At 2:40 p.m., the same time the charity said that Nabad al Hayat was struck, the pilot confirms the release of his weapons, saying, “Worked it.” Seconds later, local journalists filming the hospital in anticipation of an attack record three precision bombs penetrating the roof of the hospital and blowing it out from the inside in geysers of dirt and concrete.

The staff of Nabad al Hayat had evacuated three days earlier after receiving warnings and anticipating a bombing [which is how journalists came to be on site to film the strike].

Another attack – detailed in the accompanying video – was on the Kafr Zita Cave Hospital (see also here).

As I’ve explained elsewhere, spaces of exception are not confined to the camp (as Agamben and others claim); war zones are also spaces in which particular groups of people are knowingly and deliberately exposed to death by removing the legal protections that would ordinarily safeguard them.  But these are not legal ‘black holes’ either.  The removal of those protections is itself (in part) the product of legal manoeuvers and, in the case of Syria, sleight of hand: Assad’s counterterrorism laws criminalised all medical aid to the opposition.  That legal armature extends beyond domestic legislation: international humanitarian law and other quasi-legal formularies (including Rules of Engagement) are supposed to afford a modicum of protection to civilians.  But throughout, hospitals and clinics are supposed to be ‘exceptions to the exception’: attacks on them, their staffs and patients are explicitly proscribed under IHL.

I’m bringing all these materials together – from attacks on hospitals on the coast of France and the Western Front in the First World War through Afghanistan (here and here) and Syria – in a major new essay: more soonest, though like most of my essays these days it threatens to metamorphose into a small book….

That essay will also elaborate the claims set out in the summary image above.  One of the crucial points to sharpen, I think, is that the exception often appears earlier in time and distant in space from the enclosed contours of the camp or even the war zone that has replaced the traditional ‘battlefield’.  I’m thinking here (in the case of the camp in the Second World War) on the systematic denigration of the Jews, the restrictions imposed on their life and movement in occupied cities, the roundups and detentions (see my lecture on occupied Paris under the TEACHING tab), their confinement to ghettoes: all of this in advance of their brutal transportation to the death camps hundreds of miles distant.  If we don’t draw attention to those preliminary steps – if we fail even to recognise them – then it will be too late: the gates of the camp will clang shut.

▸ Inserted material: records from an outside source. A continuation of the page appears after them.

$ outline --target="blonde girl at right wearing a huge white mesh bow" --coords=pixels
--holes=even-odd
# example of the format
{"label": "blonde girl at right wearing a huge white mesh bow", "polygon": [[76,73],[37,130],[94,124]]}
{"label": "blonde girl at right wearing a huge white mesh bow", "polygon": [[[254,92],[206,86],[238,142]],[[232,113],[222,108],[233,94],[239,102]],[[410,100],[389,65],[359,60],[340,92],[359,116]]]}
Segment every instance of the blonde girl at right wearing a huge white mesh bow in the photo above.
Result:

What has this to do with hospital attacks?   Quite simply:  if the preliminary de-certification of hospitals and doctors in opposition-held areas is allowed to pass unchallenged, if we fail to contest the claim that these are ‘so-called hospitals’ and ‘so-called doctors’ (a familiar tactic of the Assad regime and its apologists), if we fail to respect medical neutrality,  then the exception to the exception will vanish: hospital attacks will have been normalised.